A 7 month old girl who developed dystonic movements of the arms after a 3 month period of parental nutrition for jejunal atresia and bowel resection is reported from Great Ormond Street Hospital, London, UK. Development and head growth stopped at 12 months. Liver function tests showed cholestatic liver disease, a complication of parenteral nutrition. MRI showed basal ganglia changes in T1 weighted images compatible with trace metal deposition. A high blood manganese of 1740 nmol/L (ref. 73-210 nmol/L) was diagnosed at 17 months. She died 1 month later with neurological deterioration. A subsequent investigation of 53 children who had been on parenteral nutrition for more than 6 weeks showed that all those with cholestatic liver disease (35/53), and consequent impairment of biliary excretion of manganese, had whole blood manganese levels of >360 nmol/L. The parenteral supplement in the UK contained 55 times more manganese than that recommended by the American Society for Clinical Nutrition. This product has now been replaced with one containing 1 mcg/kg manganese, in line with the American guidelines. [1]

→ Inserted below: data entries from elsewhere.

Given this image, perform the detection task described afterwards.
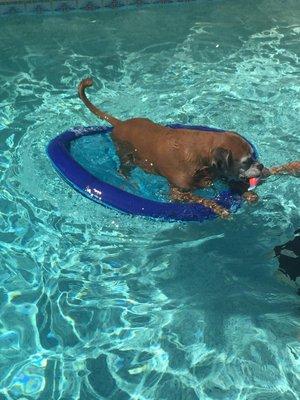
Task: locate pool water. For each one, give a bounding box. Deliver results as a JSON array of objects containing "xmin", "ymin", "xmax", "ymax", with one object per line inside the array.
[{"xmin": 0, "ymin": 0, "xmax": 300, "ymax": 400}]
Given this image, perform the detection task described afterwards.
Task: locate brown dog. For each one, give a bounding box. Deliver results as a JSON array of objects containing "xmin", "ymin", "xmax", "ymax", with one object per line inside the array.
[{"xmin": 78, "ymin": 78, "xmax": 298, "ymax": 218}]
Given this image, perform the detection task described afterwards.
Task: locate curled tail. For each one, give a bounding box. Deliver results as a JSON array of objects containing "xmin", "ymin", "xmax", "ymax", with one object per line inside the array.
[{"xmin": 78, "ymin": 78, "xmax": 120, "ymax": 126}]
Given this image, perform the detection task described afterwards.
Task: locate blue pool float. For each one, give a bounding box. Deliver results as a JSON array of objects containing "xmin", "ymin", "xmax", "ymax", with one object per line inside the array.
[{"xmin": 46, "ymin": 124, "xmax": 257, "ymax": 222}]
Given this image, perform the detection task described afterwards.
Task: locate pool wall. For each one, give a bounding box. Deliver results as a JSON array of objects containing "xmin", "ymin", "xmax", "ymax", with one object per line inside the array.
[{"xmin": 0, "ymin": 0, "xmax": 197, "ymax": 16}]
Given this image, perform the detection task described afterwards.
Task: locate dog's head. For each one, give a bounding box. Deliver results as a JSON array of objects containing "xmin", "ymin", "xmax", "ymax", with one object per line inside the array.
[{"xmin": 211, "ymin": 143, "xmax": 264, "ymax": 180}]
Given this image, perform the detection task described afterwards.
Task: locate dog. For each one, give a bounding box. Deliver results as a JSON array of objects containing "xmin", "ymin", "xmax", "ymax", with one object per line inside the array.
[{"xmin": 78, "ymin": 78, "xmax": 300, "ymax": 218}]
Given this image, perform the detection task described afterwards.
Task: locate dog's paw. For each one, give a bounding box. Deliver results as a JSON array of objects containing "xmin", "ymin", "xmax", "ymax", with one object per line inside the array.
[{"xmin": 243, "ymin": 191, "xmax": 258, "ymax": 203}]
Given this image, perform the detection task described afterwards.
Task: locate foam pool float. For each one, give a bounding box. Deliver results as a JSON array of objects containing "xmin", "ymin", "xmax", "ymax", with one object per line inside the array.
[{"xmin": 46, "ymin": 124, "xmax": 256, "ymax": 222}]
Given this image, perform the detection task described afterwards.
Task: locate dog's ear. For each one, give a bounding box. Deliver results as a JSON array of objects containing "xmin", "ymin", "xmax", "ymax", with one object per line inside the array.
[{"xmin": 211, "ymin": 147, "xmax": 233, "ymax": 171}]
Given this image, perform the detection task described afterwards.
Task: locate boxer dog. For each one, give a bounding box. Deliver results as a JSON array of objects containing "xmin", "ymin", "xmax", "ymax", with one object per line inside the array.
[{"xmin": 78, "ymin": 78, "xmax": 300, "ymax": 218}]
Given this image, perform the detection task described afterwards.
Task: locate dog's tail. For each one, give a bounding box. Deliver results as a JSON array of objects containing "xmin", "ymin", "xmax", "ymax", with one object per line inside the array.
[{"xmin": 78, "ymin": 78, "xmax": 120, "ymax": 126}]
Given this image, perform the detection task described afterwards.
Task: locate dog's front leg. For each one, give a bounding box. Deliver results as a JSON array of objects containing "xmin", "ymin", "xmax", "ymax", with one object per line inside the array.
[{"xmin": 170, "ymin": 187, "xmax": 230, "ymax": 218}]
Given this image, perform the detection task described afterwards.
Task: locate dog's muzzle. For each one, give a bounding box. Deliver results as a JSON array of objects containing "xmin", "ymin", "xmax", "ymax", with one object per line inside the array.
[{"xmin": 239, "ymin": 162, "xmax": 264, "ymax": 179}]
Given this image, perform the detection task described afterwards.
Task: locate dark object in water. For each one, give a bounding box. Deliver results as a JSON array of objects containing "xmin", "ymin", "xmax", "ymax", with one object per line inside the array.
[{"xmin": 274, "ymin": 229, "xmax": 300, "ymax": 295}]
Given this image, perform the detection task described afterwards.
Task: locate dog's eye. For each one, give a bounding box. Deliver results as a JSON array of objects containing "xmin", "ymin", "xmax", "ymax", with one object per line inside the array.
[{"xmin": 242, "ymin": 158, "xmax": 252, "ymax": 167}]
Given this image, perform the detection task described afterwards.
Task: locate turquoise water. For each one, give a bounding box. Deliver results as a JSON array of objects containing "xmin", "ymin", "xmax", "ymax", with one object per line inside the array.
[{"xmin": 0, "ymin": 0, "xmax": 300, "ymax": 400}]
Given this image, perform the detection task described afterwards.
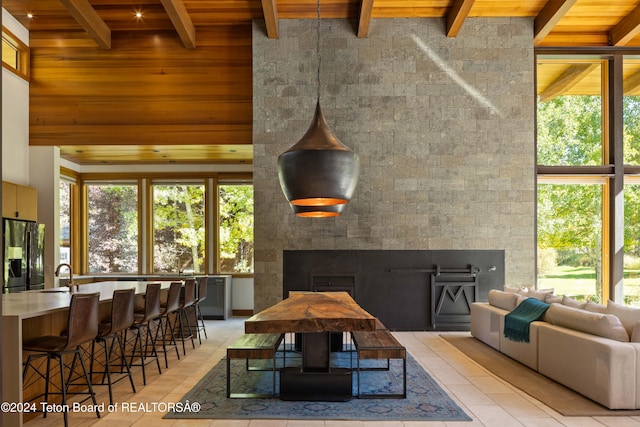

COMMENT. Blood manganese should be monitored in patients on parenteral nutrition, especially those who develop cholestatic liver disease. MRI is recommended if blood manganese is >360 nmol/L and/or if patient develops dystonia.

Manganese poisoning with dystonia in an 8 year old girl with Alagille’s syndrome (hepatic duct hypoplasia, chronic cholestasis, facial dysmorphism, vertebral malformations, retarded development, and cardiac murmur) responded to treatment with ursodeoxycholic acid (see Progress in Pediatric Neurology II, Chicago, PNB Publ, 1994, pp438-9). Toxicity from dietary sources of manganese appears to require a prolonged period of exposure before neurologic symptoms develop.